Trecho do livro: “Um homem torturado – Nos passos de Frei Tito de Alencar”

“No interrogatório de Tito, Fleury lhe disse: – Ivo e Fernando foram submetidos ao soro da verdade e já falaram. Como o frade continuasse impassível durante duas horas, Fleury mandou levarem Tito para a sala de tortura, onde se encontravam umas cinco pessoas que começaram a lhe dar socos, antes de colocá-lo no pau de arara.”

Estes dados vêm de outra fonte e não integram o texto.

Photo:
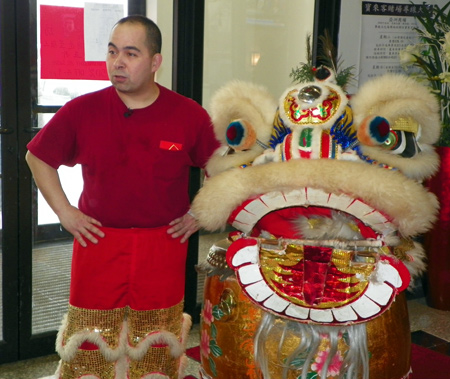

“Um silêncio do homem, um silêncio de Deus” (Frei Tito)

Por João Oscar

As marcas da tortura na ditadura militar são chagas abertas e escondidas na Igreja do Brasil.
As elites religiosas, ainda se viram diante dos relatos de dor e sofrimento que a mesma causou, não suportam Frei Betto, negam a memória de Frei Tito, e comemoraram a morte de Frei Fernando. O servo sofredor se atualiza na história deles e de muitos torturados e mortos por esse episódio triste da história brasileira.

Frei Tito foi preso e torturado, durante as seções de tortura, ele escreveu em 1979 na sua cela: “A esperança desses presos coloca-se na Igreja, única instituição brasileira fora do controle estatal-militar. Sua missão é: defender e promover a dignidade humana. Onde houver um homem sofrendo, é o Mestre que sofre. É hora de nossos bispos dizerem um BASTA às torturas e injustiças promovidas pelo regime, antes que seja tarde.
A Igreja não pode omitir-se. As provas das torturas trazemos no corpo. Se a Igreja não se manifestar contra essa situação, quem o fará? Ou seria necessário que eu morresse para que alguma atitude fosse tomada? Num momento como este o silêncio é omissão. Se falar é um risco, é muito mais um testemunho. A Igreja existe como sinal e sacramento da justiça de Deus no mundo”.

Essa esperança Nunca veio em Socorro dos presos da ditadura. Frei Tito teve asilo negado em Roma por ser considerado um padre terrorista, depois foi acolhido por dominicanos na França, onde apesar dos tratamentos psiquiátricos, retirou sua vida, pelos traumas sofridos durante os anos presos na ditadura militar.

Frei Betto foi preso por duas vezes na ditadura militar, relata sua experiência nos livros “Cartas da Prisão”, “Diário de Fernando – nos cárceres da ditadura militar brasileira” e Batismo de Sangue.

FREI BETTO: “Fui torturado fisicamente na primeira prisão, em junho de 1964. Na segunda, em novembro de 1969, livrei-me da tortura física graças à intervenção do general Campos Christo, irmão de meu pai. Porém, assisti a torturas de outros presos e sofri torturas psicológicas.”

Depois dedicou sua vida à construção de Comunidades Eclesiais de Base, as CEBs, e a escrever seus livros. Apesar de ser muitas vezes premiado por sua luta em defesa dos direitos humanos, para parte da Igreja, é considerado terrorista.

Frei Fernando durante sua prisão teve a brilhante ideia de escrever em tiras de papel os horrores sofridos por ele e por outros presos, que depois, sob os cuidados de Frei Betto, se tornou o livro “Diário de Fernando”. Um dos relatos foi este:

“Eu chego, tiram a minha roupa, me colocam no pau-de-arara. O tempo todo, a tortura foram os choques no pau-de-arara. Orelha, pé, em todo o corpo, mas o ponto pior foi quando enfiaram o fio na uretra, aí era o ponto pior, a dor era indescritível.”

Frei Fernando veio falecer na segunda semana de março de 2019.

O então presidente da República Bolsonaro achou por bem “celebrar” o golpe que implantou a ditadura militar, o que nos permite reparar algumas cicatrizes, como o silêncio da Igreja na ditadura, e o nosso silêncio atual, dando voz aos nossos mártires e gerando vida em meio à morte.